Mme la Maire, je soulignerai l’implication exceptionnelle de la Municipalité. Six mois de


fêtes, inscrits dans un programme plus vaste encore de manifestations destinées à faire connaître et
aimer davantage notre Ville. La cathédrale avait naturellement sa place dans le dispositif, mais on
peut dire que le maximum a été fait, là aussi dans le respect de nos lois. La cathédrale n’est pas dans
le registre du mieux vivre au 21ème siècle, illustré notamment par l’arrivée du tramway, mais elle
apporte une touche unique, liée à notre histoire, et sans doute au rôle qui est le sien dans la
perspective du service de l’humanité. A l’heure où l’on n’a jamais autant parlé de valeurs à vivre et
à transmettre aux générations à venir, je crois qu’un tel lieu, dans lequel chacun se sent appelé à
devenir meilleur, a quelque chose à voir avec cette préoccupation de tous.

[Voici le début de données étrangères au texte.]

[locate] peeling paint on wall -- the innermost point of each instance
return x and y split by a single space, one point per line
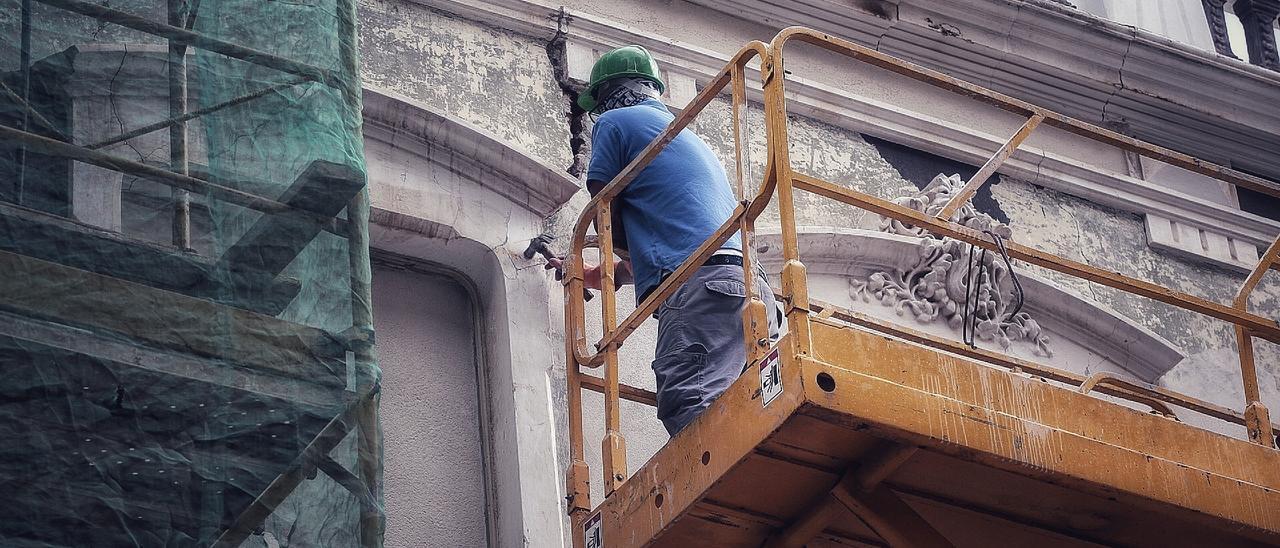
488 76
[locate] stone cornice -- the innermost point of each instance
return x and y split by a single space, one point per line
1087 80
467 150
855 254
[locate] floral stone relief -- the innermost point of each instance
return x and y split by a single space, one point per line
935 288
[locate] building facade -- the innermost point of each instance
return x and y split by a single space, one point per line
474 150
472 147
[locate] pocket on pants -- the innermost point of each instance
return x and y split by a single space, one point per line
727 287
680 380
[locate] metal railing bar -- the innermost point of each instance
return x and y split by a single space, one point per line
663 290
1014 105
625 391
35 114
193 114
1262 327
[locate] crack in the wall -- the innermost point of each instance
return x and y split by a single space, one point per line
558 56
1120 86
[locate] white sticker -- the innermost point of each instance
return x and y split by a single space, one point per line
771 377
592 533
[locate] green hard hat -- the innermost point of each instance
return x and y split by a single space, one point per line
622 62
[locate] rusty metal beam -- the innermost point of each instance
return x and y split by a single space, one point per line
890 517
1150 391
1138 391
865 475
1045 433
1014 105
990 168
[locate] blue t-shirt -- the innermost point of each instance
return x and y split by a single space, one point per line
675 204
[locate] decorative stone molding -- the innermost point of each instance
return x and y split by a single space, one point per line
936 287
1258 18
1086 336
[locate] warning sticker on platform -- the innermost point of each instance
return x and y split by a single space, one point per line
592 533
771 378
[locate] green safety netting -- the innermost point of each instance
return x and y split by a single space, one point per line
186 345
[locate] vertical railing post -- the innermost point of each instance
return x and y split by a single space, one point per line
178 161
369 432
754 320
1258 18
577 476
1216 18
373 521
24 65
1257 419
613 448
795 286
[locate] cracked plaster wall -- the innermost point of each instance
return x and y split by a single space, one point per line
1111 240
492 77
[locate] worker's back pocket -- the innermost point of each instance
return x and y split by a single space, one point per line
681 386
727 287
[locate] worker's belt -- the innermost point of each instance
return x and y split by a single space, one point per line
723 257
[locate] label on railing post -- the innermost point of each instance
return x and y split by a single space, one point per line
771 378
592 531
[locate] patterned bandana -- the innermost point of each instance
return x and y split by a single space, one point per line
626 92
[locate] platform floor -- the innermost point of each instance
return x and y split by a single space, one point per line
936 450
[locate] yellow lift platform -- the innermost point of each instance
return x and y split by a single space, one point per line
856 432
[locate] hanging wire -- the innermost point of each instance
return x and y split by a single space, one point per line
972 292
973 288
1013 275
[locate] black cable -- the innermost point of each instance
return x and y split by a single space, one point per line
969 324
1013 275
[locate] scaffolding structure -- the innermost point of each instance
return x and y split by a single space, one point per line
878 423
186 320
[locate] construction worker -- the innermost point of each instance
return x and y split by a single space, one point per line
661 218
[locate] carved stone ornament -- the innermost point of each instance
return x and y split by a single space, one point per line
933 288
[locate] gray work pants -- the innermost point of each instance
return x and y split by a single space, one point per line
700 350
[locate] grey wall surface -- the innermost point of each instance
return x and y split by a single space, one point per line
434 464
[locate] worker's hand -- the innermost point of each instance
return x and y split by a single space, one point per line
592 274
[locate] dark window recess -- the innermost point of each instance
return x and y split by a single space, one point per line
32 179
1258 204
919 168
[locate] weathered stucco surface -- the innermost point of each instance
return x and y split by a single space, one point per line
1114 240
488 76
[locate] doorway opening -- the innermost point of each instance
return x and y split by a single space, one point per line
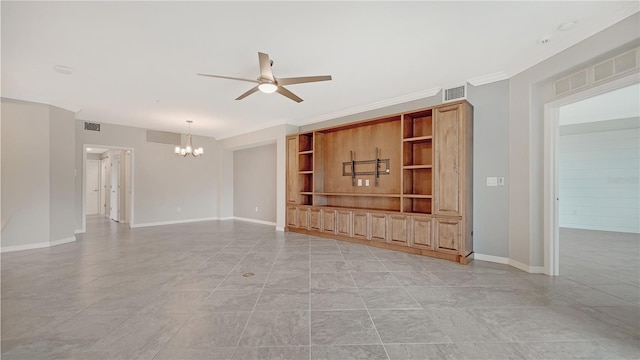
107 183
575 186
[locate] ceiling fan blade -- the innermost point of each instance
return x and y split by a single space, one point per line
304 79
230 78
265 66
249 92
281 90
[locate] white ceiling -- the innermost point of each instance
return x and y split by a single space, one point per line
134 63
618 104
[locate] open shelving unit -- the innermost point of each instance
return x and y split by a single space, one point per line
401 181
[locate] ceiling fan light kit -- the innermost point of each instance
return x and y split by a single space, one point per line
267 83
189 149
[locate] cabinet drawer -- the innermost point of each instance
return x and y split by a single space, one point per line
447 235
328 221
360 224
398 229
421 230
343 222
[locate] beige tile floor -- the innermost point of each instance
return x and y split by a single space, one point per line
178 292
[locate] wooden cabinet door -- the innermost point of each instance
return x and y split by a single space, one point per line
447 235
421 233
447 139
303 218
292 169
315 219
343 222
398 229
329 221
360 224
378 227
292 216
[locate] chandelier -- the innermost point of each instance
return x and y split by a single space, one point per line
189 149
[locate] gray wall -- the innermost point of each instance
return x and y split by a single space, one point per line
37 191
25 173
254 185
490 159
61 173
529 91
162 181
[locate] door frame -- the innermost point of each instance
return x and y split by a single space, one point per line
99 182
551 230
84 181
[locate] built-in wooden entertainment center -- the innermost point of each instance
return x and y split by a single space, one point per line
401 182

Je ne nommerai personne d’autre, sinon pour dire ma joie que plusieurs représentants d’autres
communautés religieuses de la Ville aient répondu favorablement à mon invitation. Evidemment
tous les Rémois, les Marnais et les Ardennais sont les bienvenus ce soir, mais la présence de ces
représentants me touche infiniment. J’ose penser qu’ils partagent mon analyse sur la nature d’un
sanctuaire comme celui-ci, symbole par excellence de la paix de l’âme et de la paix entre les
hommes, symbole finalement de la cohésion nationale que nous voulons tous.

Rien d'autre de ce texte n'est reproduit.